Sostenere il contrario equivale a ridurre i diritti ad una lista di shopping di
ultimo grido.
Come
i critici della giustizia sociale sono costretti a ribadire ad nauseam, affermare l’esistenza di un
diritto verso qualche bene o servizio (ad esempio: acqua potabile, assistenza
medica, educazione, cure prenatali, gelato, etc.) implica che qualcun altro debba fornire quel bene: conferisce la prerogativa morale di disporre
delle capacità altrui per la soddisfazione dei propri desideri. Quando abbinata
all’offerta pubblica di questi mezzi (come è sempre il caso nelle intenzioni
dei sostenitori della giustizia sociale), conferisce la facoltà di usare la
forza per raggiungere i nostri scopi – costringere
altri a fornirti gelati, acqua potabile, capacità mediche e via dicendo. È il
principio del ladro, del rapinatore, del criminale che concepisce i suoi voleri
e desideri come ragioni per imporsi coercitivamente sugli altri.
La
propaganda della “giustizia sociale” opera avvolgendo i desideri nel linguaggio
giuridico, assicurandosi di evitare la scomoda menzione circa le modalità di
offerta e fornitura di quei beni. Vediamo nel video un presunto diritto alla “educazione
gratuita”; con un po’ di onestà, suonerebbe così: “prendere con la forza il
denaro altrui per pagare la costosa educazione di qualcun altro”. Ma cosa è
l’educazione “gratuita”? “Gratuita” per chi?
In
una società razionale, con una corretta comprensione dei diritti, l’asserzione di
una prerogativa morale all'educazione gratuita, all'assistenza medica o al
gelato sarebbe guardata come un’imbarzzante reductio
ad absurdum.
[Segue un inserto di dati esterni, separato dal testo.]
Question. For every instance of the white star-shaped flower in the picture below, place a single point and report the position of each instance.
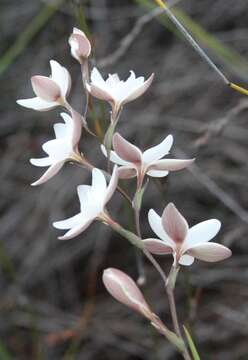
(135, 163)
(50, 91)
(61, 149)
(117, 92)
(183, 242)
(92, 204)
Le presentazioni ove i giovani ribadiscano
l’esistenza di diritti del genere, senza riguardo alcuno alla provenienza dei
beni o servizi, sarebbero considerate un divertente esempio di bizzarria e spensieratezza giovanile. Ma nell'assurda cultura odierna, tutto ciò è messo in
scena dai sostenitori della “giustizia sociale” quale espressione dei loro
ideali.
Alcuni
potrebbero obiettare:
“Dai, si tratta di diritti reclamati ironicamente, non
vedi? Nessuno oserebbe affermare seriamente l'esistenza del diritto al gelato o al rock and
roll. Si stanno solo divertendo un po’. Sveglia!”.
Ecco
il problema: affermare l’esistenza del diritto al rock e roll o al gelato non è
meno sciocco di quanto sia asserire il diritto all'assistenza medica o
all'educazione; si tratta di casi di domanda per beni e servizi forniti a spese
altrui - l’elevazione a diritto di un
desiderio. Reductio ad absurdum perché entrambi seguono lo stesso approccio
filosofico ai diritti – differenziandosi nel grado e non nel tipo.
Lasciate
che sia chiaro: non intendo condannare I giovani nel video. La maggior parte
delle cose identificate quali “diritti” sono, effettivamente, beni o servizi
desiderabili ed è rinfrancante sapere che questi giovani vogliano vivere in un
mondo di verità, amore, giustizia, benessere, cibo e acqua pulita nonché
educazione. Effettivamente, nonostante gli sbagli grossolani, quest’attitudine fa ben
sperare per il futuro.
L’errore
sta nell'equivoco tra cose desiderate e diritti:
le prime non sono comprese tra i secondi. Sfortunatamente, si tratta di un errore
pienamente comprensibile, data la natura dell’educazione e del dibattito
pubblico odierno. La maggior parte dei giovani, arrivati all'università, non ha
mai studiato seriamente il fondamento filosofico della categoria “diritti”,
quindi la loro conoscenza del soggetto deriva dalle domande dei gruppi di
pressione in cerca di rendite nel sistema politico (e dalla demagogia dei
politici stessi). Il dritto al gelato è una cosa evidentemente ridicola, ma non meno filosoficamente
difendibile delle centinaia di pretese giuridiche che riempiono i
nostri telegiornali o i parlamenti mondiali.
Ciò
che intendo sottolineare, tuttavia, non è l’errore dei giovani nel video, molti
dei quali non hanno ragione di conoscere in maniera adeguata la natura dei
diritti, ma l’evidente reductio ad absurdum (che il video dimostra) adottata
dagli stimati gruppi pro giustizia sociale e utilizzata orgogliosamente quale
fondamento della filosofia in questione. È chiaro che, in queste circostanze,
ci troviamo di fronte a movimenti intellettualmente falliti.